Is this mathematically correct for a basic proof that the derivative of the Heaviside function is equal to the delta function? I don't know much about distributions so I kept everything integrated.
$$H(x) = \begin{cases}0 & x < 0\\\frac{1}{2} & x = 0\\1 & x>0\end{cases}$$ $$\delta (x) = \begin{cases}\infty & x = 0\\0 & x\neq 0\end{cases}$$
$$\forall a > 0$$
$$\int_{-\infty}^{\infty}\delta (x) \;dx = \int_{-\infty}^{a}\delta (x) \;dx = 1$$
$$\frac{d}{da}\int_{-\infty}^{a}H(x)\;dx = \frac{d}{da}\int_{0}^aH(x)\;dx = \frac{d}{da}\int_{0}^adx = 1$$
$$\therefore\frac{d}{da}\int_{-\infty}^{a}H(x)\;dx = \int_{-\infty}^{a}\delta (x) \;dx $$
A distribution is a linear functional on a space of "nice" functions, e.g. $C_c^\infty$, infinitely differentiable functions with compact support.

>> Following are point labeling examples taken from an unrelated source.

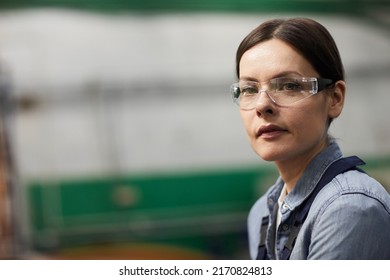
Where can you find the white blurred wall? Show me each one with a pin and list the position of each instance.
(131, 93)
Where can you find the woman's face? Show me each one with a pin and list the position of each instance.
(280, 133)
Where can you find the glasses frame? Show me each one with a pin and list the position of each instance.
(321, 84)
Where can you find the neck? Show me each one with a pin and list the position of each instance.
(291, 170)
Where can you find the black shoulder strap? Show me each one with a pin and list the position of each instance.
(340, 166)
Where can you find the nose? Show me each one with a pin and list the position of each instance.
(265, 104)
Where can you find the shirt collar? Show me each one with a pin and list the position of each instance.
(310, 177)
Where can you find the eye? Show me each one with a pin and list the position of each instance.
(290, 86)
(249, 90)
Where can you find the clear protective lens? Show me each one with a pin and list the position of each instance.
(282, 91)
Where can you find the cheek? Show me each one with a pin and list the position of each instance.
(247, 120)
(310, 120)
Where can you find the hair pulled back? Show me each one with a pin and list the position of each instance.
(308, 37)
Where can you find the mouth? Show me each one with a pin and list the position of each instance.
(270, 131)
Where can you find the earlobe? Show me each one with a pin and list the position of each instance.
(337, 97)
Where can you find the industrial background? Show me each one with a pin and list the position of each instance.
(118, 135)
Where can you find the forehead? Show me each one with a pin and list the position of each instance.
(271, 59)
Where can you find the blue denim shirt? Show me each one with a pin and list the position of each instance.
(349, 218)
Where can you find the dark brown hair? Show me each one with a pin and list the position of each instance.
(308, 37)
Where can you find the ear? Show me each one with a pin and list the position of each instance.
(336, 99)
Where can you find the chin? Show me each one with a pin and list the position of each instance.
(272, 155)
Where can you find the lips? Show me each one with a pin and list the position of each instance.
(270, 131)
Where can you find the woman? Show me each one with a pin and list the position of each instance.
(291, 86)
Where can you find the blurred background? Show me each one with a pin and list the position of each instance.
(119, 139)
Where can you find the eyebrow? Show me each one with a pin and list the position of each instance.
(278, 75)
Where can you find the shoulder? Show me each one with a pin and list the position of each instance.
(349, 219)
(354, 187)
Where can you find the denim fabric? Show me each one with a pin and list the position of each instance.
(349, 218)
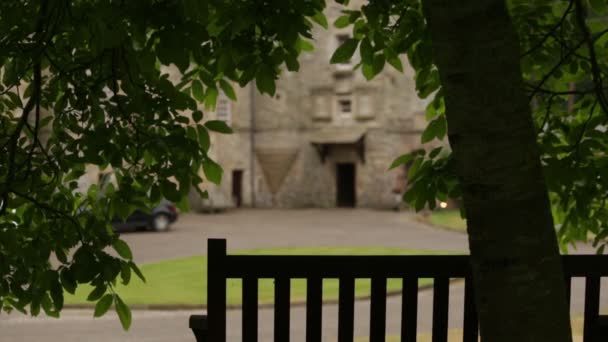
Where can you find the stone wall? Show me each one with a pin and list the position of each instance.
(387, 108)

The application of a distribution $u$ on a nice function $\phi$ is often written $\langle u, \phi \rangle$.
The derivative of a distribution is defined by $\langle u', \phi \rangle := - \langle u, \phi' \rangle$. This formula is motivated by integration by parts, $\int f'(x) \, \phi(x) \, dx = - \int f(x) \, \phi'(x) \, dx$ when $\phi(x) = 0$ for big $|x|$.

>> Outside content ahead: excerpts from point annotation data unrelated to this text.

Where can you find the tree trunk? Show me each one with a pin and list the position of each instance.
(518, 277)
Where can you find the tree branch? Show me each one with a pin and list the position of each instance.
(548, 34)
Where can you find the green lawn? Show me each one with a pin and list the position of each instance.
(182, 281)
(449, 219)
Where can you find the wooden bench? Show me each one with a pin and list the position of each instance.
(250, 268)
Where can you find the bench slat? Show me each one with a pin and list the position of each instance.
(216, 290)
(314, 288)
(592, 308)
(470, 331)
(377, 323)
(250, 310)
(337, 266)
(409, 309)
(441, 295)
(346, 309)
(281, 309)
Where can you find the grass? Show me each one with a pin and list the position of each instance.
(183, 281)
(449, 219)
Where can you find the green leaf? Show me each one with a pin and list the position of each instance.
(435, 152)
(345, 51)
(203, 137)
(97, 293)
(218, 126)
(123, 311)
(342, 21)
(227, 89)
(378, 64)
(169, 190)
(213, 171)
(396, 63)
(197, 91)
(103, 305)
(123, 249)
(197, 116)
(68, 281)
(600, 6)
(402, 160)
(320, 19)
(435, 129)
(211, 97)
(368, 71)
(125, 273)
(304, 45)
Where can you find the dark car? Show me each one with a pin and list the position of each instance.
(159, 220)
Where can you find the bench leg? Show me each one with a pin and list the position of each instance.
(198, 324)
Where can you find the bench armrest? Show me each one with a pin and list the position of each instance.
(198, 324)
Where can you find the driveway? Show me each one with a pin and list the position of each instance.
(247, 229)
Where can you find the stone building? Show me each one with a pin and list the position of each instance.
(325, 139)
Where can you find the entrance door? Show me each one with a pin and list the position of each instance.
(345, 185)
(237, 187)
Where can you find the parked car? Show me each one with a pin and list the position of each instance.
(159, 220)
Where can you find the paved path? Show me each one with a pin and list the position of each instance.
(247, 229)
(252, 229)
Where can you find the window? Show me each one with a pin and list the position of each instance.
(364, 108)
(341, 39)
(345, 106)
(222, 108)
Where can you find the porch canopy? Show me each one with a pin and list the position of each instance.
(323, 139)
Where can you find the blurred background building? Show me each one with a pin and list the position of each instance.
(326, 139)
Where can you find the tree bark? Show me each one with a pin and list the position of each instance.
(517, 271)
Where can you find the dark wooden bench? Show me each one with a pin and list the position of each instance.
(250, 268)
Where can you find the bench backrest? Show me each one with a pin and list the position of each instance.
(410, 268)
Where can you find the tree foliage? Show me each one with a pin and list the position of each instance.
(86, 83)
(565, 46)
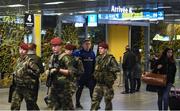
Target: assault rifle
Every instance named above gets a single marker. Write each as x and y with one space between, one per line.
11 89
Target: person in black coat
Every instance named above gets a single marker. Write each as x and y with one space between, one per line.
166 65
128 65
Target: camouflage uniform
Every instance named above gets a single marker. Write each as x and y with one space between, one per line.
61 92
25 73
78 71
105 70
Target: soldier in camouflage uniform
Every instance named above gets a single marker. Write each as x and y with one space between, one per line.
61 69
105 74
77 65
25 73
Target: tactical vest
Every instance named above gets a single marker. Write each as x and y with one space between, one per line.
59 80
22 78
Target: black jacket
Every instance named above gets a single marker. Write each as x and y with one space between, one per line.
168 68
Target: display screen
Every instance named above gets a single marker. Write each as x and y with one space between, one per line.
92 20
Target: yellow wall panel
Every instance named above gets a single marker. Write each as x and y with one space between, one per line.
117 40
37 33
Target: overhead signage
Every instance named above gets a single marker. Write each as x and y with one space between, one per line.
133 16
92 20
29 20
119 9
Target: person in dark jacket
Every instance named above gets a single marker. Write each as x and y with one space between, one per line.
166 65
88 59
129 62
137 70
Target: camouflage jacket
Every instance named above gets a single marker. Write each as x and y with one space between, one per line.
63 61
79 68
105 69
26 71
38 61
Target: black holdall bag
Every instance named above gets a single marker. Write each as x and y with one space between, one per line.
174 99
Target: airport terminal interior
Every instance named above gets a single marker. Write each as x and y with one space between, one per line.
146 26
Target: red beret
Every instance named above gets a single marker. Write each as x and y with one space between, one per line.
24 46
32 46
56 41
70 47
104 45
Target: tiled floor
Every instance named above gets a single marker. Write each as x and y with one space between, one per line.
138 101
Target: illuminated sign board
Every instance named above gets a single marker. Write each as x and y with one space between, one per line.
78 24
29 20
119 9
92 20
133 16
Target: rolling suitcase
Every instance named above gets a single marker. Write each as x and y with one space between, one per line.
174 99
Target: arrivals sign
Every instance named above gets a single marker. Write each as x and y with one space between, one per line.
29 20
159 15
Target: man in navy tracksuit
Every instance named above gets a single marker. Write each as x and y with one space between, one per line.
88 59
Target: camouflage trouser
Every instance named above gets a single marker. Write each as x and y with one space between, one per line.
61 99
21 93
100 91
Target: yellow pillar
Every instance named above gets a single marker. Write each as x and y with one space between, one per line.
117 40
37 33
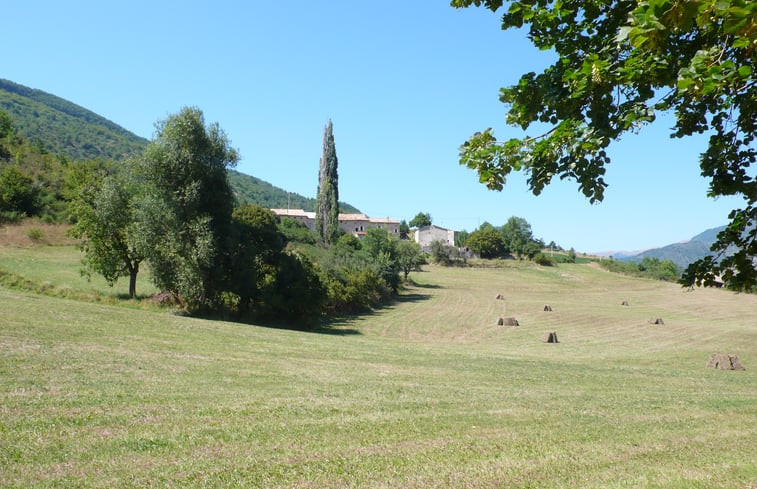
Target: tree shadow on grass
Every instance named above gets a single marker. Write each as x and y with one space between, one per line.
338 325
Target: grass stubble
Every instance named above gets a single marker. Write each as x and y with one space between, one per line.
429 393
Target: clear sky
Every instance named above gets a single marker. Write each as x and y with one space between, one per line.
404 82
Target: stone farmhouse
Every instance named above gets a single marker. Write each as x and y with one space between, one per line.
425 235
355 224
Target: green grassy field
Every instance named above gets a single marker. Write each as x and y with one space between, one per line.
57 269
427 392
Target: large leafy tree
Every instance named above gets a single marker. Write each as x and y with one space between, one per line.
327 199
516 233
186 214
420 220
620 63
112 241
409 256
486 242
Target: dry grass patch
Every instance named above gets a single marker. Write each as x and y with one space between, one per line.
31 232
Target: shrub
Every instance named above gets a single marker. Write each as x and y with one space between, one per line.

These definitions give, for any smooth $\phi$ which vanishes at infinity, $$ \langle H', \phi \rangle = - \langle H, \phi' \rangle = - \int H(x) \, \phi'(x) \, dx = - \int_0^\infty \phi'(x) \, dx \\ = - \left( \phi(\infty) - \phi(0) \right) = \phi(0) = \langle \delta, \phi \rangle .$$
Since this is valid for all nice $\phi$ we have $H' = \delta$.